Verifying Optimized Structures

Objective

The objective of this tutorial is to check if an optimized truncated model is consistent with the greater protein environment. This is useful for determining if the geometry of the optimized truncated model is feasible if the surrounding protein were present.

This workflow allows you to:

  • Compare the optimized structure with the original structure file.

  • Verify if the optimized structure is probable in the original structure file.

It is recommended to first visit the QM-only calculation workflow since the first half of the portion stems from it. You can find it here.

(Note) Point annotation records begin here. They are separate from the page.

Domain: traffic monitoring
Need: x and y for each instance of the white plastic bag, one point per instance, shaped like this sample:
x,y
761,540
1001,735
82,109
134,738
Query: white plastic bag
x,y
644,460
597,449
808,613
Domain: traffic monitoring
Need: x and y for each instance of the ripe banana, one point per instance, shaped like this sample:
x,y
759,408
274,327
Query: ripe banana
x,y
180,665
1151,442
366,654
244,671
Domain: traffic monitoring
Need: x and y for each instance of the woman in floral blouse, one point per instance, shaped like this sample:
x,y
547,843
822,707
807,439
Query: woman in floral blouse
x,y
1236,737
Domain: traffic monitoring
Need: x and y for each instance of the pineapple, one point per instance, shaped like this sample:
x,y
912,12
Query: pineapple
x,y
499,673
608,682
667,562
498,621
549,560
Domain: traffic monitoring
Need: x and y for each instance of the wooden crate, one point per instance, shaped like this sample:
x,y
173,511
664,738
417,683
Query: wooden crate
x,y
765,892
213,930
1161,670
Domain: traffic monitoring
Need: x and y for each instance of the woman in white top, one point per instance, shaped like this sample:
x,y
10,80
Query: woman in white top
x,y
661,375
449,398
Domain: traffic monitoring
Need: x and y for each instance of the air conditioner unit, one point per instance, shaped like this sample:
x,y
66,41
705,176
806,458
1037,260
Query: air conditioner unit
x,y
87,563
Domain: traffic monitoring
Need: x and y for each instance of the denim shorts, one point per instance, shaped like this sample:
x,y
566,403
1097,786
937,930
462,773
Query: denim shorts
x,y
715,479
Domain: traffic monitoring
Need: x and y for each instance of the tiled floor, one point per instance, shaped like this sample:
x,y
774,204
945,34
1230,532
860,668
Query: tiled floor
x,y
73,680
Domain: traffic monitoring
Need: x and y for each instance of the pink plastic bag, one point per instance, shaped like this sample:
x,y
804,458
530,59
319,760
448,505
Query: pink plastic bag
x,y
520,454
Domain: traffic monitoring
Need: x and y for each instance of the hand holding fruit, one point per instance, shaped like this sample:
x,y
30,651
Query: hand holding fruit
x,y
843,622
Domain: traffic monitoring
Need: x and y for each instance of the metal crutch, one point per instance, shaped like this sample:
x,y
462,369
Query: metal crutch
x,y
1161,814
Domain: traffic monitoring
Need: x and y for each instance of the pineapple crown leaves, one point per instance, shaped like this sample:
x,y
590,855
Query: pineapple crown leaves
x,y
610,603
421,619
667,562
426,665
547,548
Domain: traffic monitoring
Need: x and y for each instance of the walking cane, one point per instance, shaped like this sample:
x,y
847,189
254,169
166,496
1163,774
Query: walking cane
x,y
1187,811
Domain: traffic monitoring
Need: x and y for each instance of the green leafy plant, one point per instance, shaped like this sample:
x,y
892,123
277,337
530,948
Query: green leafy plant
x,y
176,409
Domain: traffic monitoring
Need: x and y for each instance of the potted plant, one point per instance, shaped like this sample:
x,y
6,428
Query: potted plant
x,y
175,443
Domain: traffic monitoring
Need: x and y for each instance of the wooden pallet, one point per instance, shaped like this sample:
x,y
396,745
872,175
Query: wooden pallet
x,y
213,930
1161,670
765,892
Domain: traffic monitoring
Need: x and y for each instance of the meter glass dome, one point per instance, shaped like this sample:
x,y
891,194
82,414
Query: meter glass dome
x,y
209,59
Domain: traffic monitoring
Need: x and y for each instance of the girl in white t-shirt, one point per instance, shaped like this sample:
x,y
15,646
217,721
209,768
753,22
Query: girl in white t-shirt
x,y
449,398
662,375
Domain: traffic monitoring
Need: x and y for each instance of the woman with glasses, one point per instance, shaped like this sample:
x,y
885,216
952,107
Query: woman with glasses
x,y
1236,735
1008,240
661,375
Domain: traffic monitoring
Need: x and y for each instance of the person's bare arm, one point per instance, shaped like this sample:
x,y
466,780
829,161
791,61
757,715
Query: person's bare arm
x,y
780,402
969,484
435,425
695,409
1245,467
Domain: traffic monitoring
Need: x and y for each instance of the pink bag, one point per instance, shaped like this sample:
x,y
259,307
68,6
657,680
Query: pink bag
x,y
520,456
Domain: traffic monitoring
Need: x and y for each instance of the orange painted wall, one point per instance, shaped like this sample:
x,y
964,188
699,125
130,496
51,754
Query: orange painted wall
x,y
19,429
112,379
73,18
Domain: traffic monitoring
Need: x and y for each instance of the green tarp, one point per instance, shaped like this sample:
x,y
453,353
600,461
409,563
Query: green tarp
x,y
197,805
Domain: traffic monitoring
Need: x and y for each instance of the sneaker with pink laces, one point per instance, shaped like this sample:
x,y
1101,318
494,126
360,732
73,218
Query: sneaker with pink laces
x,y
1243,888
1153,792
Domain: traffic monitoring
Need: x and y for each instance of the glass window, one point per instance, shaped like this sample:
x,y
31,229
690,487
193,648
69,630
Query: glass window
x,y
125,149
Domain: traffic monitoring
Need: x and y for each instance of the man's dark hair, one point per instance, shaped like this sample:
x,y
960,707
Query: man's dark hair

In this specific example, we are using ketosteroid isomerase (KSI) as the model system. The structure for KSI is obtained from the PDB 1OH0. In this PDB, KSI is bound to equilenin (EQU), which is an analogue of the dienolate reaction intermediate. Quite often, it is seen that resolved crystal structures contain non-reactive analogues; however, most QM studies aim to study the reaction path. Since our purpose is to examine the activity of KSI, we need to replace EQU with the intermediate analogue, 19NT, then reoptimize with our substrate, 5AND. Since EQU and 19NT are structural analogues, we can skip a complicated docking procedure and use QMzyme to align and replace EQU with 19NT, providing our reactive starting structure. When undergoing geometry optimizations, it is possible that the optimized structure might be in an orientation that clashes with the initial structure model. To resolve this, we need to identify if our optimized KSI structure with 19NT bound does not clash with the initial crystal structure.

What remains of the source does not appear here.